Reputation: 28164
I am building a app with many different parts which access remote API calls (both my own, and others). There are many errors that might happen, and to exacerbate the problem, different libraries handle these errors differently.
Essentially, I would like to use the same error handling blocks for all these remote calls.
This is how I would do it with Ruby, but I am not that sure how to manipulate Objective-C in the same manner:
//universal function to handle standard remote errors across errors
def universal_handling
begin
yield
rescue Exception => e
// handle different exceptions accordingly
// allow crash if unexpected exception
end
end
//how I would use the above block
universal_handling{ //any of my remote call here }
So, I have two questions:
I am interested in seeing example code. Error handling can be a major pain, so I want to get this right early on.
Notes:
Upvotes: 1
Views: 565
Reputation: 107754
You can do something very similar with blocks:
typedef void(^WrappableBlock)(void);
^(WrappableBlock block) {
@try {
block();
}
@catch(...)
}
//handle exception
}
}
However, it's very important to realize that the Cocoa (and CocoaTouch) libraries are not exception-safe. Throwing an exception through Cocoa frameworks will lead to all sorts of problems as the frameworks will not properly handle or clean up from the exceptions, leaving your application in a possibly inconsistent state. The correct Cocoa-style is to use NSError
and return flags to indicate error conditions. This is neither better nor worse than using exceptions, just a different philosophy.
To do something similar to your universal_handling
with NSError
is not quite so straight forward because it will require that anything you call comply with the NSError
pattern. That said:
typedef BOOL(^WrappableBlock)(NSError**);
^(WrappableBlock block, NSError **err) {
BOOL success = block(err);
if(!success) {
// handle error
}
return success;
}
would wrap any method that takes just an NSError**
and returns a BOOL
to indicate the presence of an error. Obviously the utility of this wrapper is limited as you'll have to wrap any interesting method in an other block to handle any other parameters. Of course, since it's the NSError**
pattern, you can always just handle the errors when/where you want and pass NULL
as the NSError**
parameter where you don't care (ignoring the return value).
One final note: if you are using libraries that may throw exceptions, you must catch those exceptions within the scope of the library call and handle them.
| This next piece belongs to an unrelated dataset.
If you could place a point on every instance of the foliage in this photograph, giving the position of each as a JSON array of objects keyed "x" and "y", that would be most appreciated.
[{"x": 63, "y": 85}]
Do not let the exceptions propagate as they might then propagate through Cocoa framework code. Thus, the utility of the universal_handling
block you propose is limited.
Upvotes: 5
Reputation: 14419
I would suggest you this nice cocoawithlove article that explains how to handle unhandled exceptions in Objective-C and also how to recover from an exception instead of "just" crashing. That could be a good alternative to what you are looking for.
I'm afraid that Objective-C not being as dynamic as ruby, that is a bit harder to do.
Would love to see a good block based implementation too, if that's possible, even If I'm not using them yet, because of previous version compatibility.